An Iranian flag flies in front of the UN office building, housing IAEA headquarters, amid the coronavirus disease (COVID-19) pandemic, in Vienna, Austria, May 24, 2021. (Reuters)
An Iranian flag flies in front of the UN office building, housing IAEA headquarters, amid the coronavirus disease (COVID-19) pandemic, in Vienna, Austria, May 24, 2021. (Reuters)

As Iran threatens to attack Israel over the assassination of a Hamas leader in the Iranian capital, its long-vaunted missile program offers one of the few ways for Tehran to strike back directly, but questions loom over just how much of a danger it poses.

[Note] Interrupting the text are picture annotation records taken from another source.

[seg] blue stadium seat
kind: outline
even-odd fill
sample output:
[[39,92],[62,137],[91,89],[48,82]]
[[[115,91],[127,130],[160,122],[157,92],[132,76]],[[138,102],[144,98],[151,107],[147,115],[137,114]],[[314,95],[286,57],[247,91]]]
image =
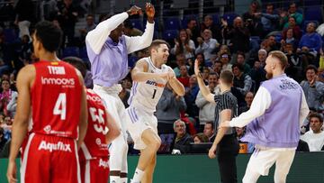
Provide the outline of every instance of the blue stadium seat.
[[163,32],[163,39],[169,41],[174,41],[174,39],[177,37],[179,32],[177,30],[166,30]]
[[130,24],[136,28],[140,29],[140,31],[144,31],[143,23],[140,21],[140,19],[129,19],[130,22]]
[[[146,18],[144,18],[143,19],[143,28],[144,28],[144,30],[143,31],[145,31],[145,27],[146,27],[146,23],[148,23],[148,19],[146,19]],[[157,31],[158,31],[158,23],[159,23],[159,20],[158,20],[158,18],[154,18],[154,30],[157,30]]]
[[323,23],[323,9],[320,6],[308,7],[304,11],[305,21]]
[[164,28],[165,30],[179,30],[180,20],[178,17],[166,17],[164,19]]
[[251,37],[250,37],[250,40],[251,40],[251,41],[255,41],[257,42],[257,43],[260,43],[260,42],[261,42],[260,37],[258,37],[258,36],[251,36]]
[[78,47],[67,47],[63,50],[62,58],[65,57],[79,57],[79,48]]
[[87,52],[86,52],[86,47],[82,47],[80,50],[79,50],[79,57],[85,60],[85,59],[88,59],[88,56],[87,56]]
[[139,59],[139,58],[135,56],[129,56],[128,57],[128,65],[129,68],[134,68],[136,61]]
[[212,23],[216,25],[220,25],[221,22],[220,19],[220,15],[219,14],[212,14]]
[[14,29],[4,29],[4,42],[13,43],[18,39],[18,34]]
[[227,14],[224,14],[222,18],[227,20],[229,24],[233,24],[234,19],[238,16],[238,14],[237,14],[235,13],[227,13]]
[[197,21],[197,23],[199,23],[194,14],[184,15],[184,18],[181,20],[181,25],[184,29],[186,28],[186,25],[190,19],[195,19]]
[[322,5],[322,0],[304,0],[304,5],[305,6],[321,6]]
[[320,25],[320,23],[318,21],[304,21],[302,23],[302,31],[306,31],[307,24],[310,23],[315,23],[316,26]]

The program was behind Iran's unprecedented drone-and-missile assault on Israel in April, when Iran became the first nation to launch such a barrage since Iraqi Saddam Hussein lobbed Scud missiles at Israel in the 1991 Gulf War.
But few of the Iranian projectiles reached their targets. Many were shot down by a US-led coalition, while others apparently failed at launch or crashed while in flight. Even those that reached Israel appeared to miss their marks.
Now a new report by experts shared exclusively with The Associated Press suggests one of Tehran's most advanced missiles is far less accurate than previously thought.
The April assault showed "some ability to strike Israel,” said Sam Lair, a research associate at the James Martin Center for Nonproliferation Studies who worked on the analysis. But "if I were supreme leader, I would probably be a little disappointed.”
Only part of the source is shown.